# More Pandas

![more_pandas](https://media.giphy.com/media/H0Qi5W2KzU5UI/giphy.gif)

### Introduction
You have decided that you want to start your own animal shelter, but you want to get an idea of what that will entail and to get more information about planning. In this lecture, we'll look at a real data set collected by Austin Animal Center over several years and use our pandas skills from the last lecture and learn some new ones in order to explore this data further.

#### Our goals in this notebook are to be able to: <br/>

- Apply and use `.map()` and `.applymap()` from the Pandas library
- Explain lambda functions and use them on a DataFrame
- Explain what a groupby object is and split a DataFrame using `.groupby()`


#### Getting started

Let's take a moment to download and to examine the [Austin Animal Center data set](https://data.austintexas.gov/Health-and-Community-Services/Austin-Animal-Center-Outcomes/9t4d-g238/data). What kinds of questions can we ask this data and what kinds of information can we get back?

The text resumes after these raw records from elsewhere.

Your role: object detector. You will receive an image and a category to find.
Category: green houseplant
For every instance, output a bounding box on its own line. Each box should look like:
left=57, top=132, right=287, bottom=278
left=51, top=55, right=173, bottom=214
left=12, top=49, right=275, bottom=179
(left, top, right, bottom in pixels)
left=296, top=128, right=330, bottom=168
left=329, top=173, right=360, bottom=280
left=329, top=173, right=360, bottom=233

Let's take a look at the data:

In [None]:
import numpy as np
import pandas as pd
import requests

url = 'https://data.austintexas.gov/resource/9t4d-g238.json'
response = requests.get(url)
animals = pd.DataFrame(response.json())

In [None]:
animals.isnull()

In [None]:
animals.isnull().sum()

In [None]:
#animals.fillna('null')

In [None]:
animals.fillna(np.nan)

### 1. Applying and using map and applymap from the Pandas library

The Pandas library has several useful tools built in. Let's explore some of them.

#### DataFrame.applymap() and Series.map()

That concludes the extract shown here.